Truly stateless behavior is not 100% guaranteed though. At the very least, you would need the following:
- The starting population needs to be set to the ending population from the previous GA round.
- The same random number generator should be passed in
- The population selection function should be "idempotent":
ie calling it twice is the same as calling it once.

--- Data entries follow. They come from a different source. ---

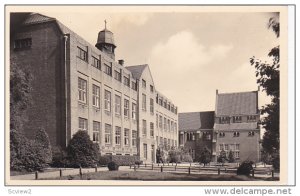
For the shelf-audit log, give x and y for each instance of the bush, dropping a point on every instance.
(245, 168)
(82, 152)
(112, 166)
(59, 158)
(42, 137)
(205, 156)
(26, 155)
(105, 159)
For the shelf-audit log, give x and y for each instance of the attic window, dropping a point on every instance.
(22, 43)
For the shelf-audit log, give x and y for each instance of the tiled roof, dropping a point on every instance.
(236, 103)
(196, 120)
(35, 18)
(236, 126)
(136, 70)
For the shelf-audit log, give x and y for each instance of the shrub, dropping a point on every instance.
(81, 151)
(105, 159)
(231, 158)
(112, 166)
(205, 156)
(245, 168)
(59, 158)
(42, 137)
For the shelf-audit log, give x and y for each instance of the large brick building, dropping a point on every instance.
(79, 86)
(234, 126)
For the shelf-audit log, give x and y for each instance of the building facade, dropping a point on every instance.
(79, 86)
(233, 126)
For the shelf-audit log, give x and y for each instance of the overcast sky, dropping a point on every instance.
(190, 54)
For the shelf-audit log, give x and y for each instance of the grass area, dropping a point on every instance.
(155, 176)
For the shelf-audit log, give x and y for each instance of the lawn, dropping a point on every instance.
(154, 176)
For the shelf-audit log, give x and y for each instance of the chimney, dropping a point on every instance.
(121, 62)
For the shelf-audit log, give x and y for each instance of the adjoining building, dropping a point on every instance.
(234, 126)
(79, 86)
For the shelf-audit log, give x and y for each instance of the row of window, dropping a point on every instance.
(83, 125)
(237, 134)
(167, 105)
(236, 119)
(82, 97)
(107, 69)
(166, 124)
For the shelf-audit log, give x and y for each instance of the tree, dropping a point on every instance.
(82, 152)
(222, 157)
(205, 156)
(268, 78)
(20, 94)
(231, 158)
(42, 137)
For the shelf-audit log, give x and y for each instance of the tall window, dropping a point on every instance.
(82, 54)
(107, 134)
(145, 151)
(160, 122)
(126, 137)
(96, 131)
(107, 69)
(107, 101)
(126, 108)
(151, 129)
(134, 136)
(82, 90)
(133, 111)
(144, 128)
(96, 96)
(151, 88)
(151, 106)
(117, 105)
(144, 106)
(82, 124)
(117, 75)
(144, 83)
(118, 135)
(126, 81)
(22, 43)
(96, 62)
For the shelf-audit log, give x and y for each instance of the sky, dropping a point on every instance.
(190, 54)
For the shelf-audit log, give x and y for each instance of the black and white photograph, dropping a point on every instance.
(146, 95)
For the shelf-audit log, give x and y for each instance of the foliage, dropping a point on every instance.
(205, 156)
(245, 168)
(112, 166)
(20, 94)
(59, 158)
(42, 137)
(222, 157)
(268, 75)
(231, 158)
(27, 155)
(82, 152)
(104, 160)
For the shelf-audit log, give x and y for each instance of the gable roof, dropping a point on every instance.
(35, 18)
(136, 70)
(196, 120)
(242, 103)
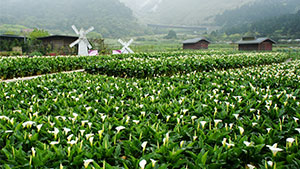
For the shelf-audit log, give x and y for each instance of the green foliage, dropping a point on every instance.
(214, 119)
(35, 54)
(110, 18)
(37, 33)
(170, 64)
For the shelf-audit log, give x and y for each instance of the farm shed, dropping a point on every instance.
(58, 42)
(259, 44)
(197, 43)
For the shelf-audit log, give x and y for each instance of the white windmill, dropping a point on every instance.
(83, 43)
(125, 49)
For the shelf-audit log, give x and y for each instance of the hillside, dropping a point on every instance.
(285, 26)
(257, 11)
(179, 12)
(109, 17)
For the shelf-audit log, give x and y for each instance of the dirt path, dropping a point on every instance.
(34, 77)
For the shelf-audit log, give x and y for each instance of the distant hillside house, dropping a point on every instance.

This is necessary because calling
run_ga_maximization
in a loop will cause it to be called twice. Making the population selection function idempotent is less difficult than it may seem though: any function which will not change the population if the size is below the maximum will be idempotent. - You must wrap the objective function in a
CachedBatchFunction
Many objective functions can be evaluated more easily in a batched setting, such as:
- Outputs of a machine learning model (neural network).
- Performing expensive simulations (they could be done in parallel)
By ensuring that the GA calls the objective function in batches whenever possible it enables maximum speedup from batching. However, the downside of this is users are responsible for their own batching: for example, if your ML model can only operate in batches of size <= 32, then you are responsible for breaking down a batch of possibly more than 32 molecules into chunks of size <= 32.
I've tried to make many improvements:
- Fix bug where certain molecules can be "lost" from the population during mutation.
- Randomness can be controlled by passing a
random.Random
object (their implementation just uses the system random) - Changed population selection to a method based on quantiles rather than weighted sampling, using the objective function values as the weights. The original method had a few disadvantages which are resolved by sampling based on quantiles:
- Doesn't work for negative objective functions.
- If just one point with a high-score is found, it can easily dominate the sampling.
- If the population size is too high, the best molecules get "crowded out" by less good ones.
- Because of the sampling change above, it can handle large population sizes (e.g. 10k). This helps prevent the population collapsing to a bunch of similar molecules.
- Removed some weird lines of code that effectively prevents the algorithm from producing molecules with more than 50 atoms. While it is true that most drugs are not this large, the algorithm should not be inherently incapable of producing molecules of more than a certain size!
In no particular order:
- Synthesizability: there is no guarantee that the molecules produced will be synthesizable (or even "nice"). If you don't like the molecules that you see you will need to either 1) change the scoring function or 2) write your own offspring generation method which avoids generating poor molecules.
- Slow for large molecules: the mutation operations in the default GA are more expensive for large molecules, which can cause the GA to run extremely slowly. If you encounter this, one option is to add a penalty for molecule size into the scoring function.
At the moment @austint is the sole maintainer of this package. Currently there are no plans to add new functionality, although PRs are welcome, and @austint will try to address any bugs or issues in a timely manner.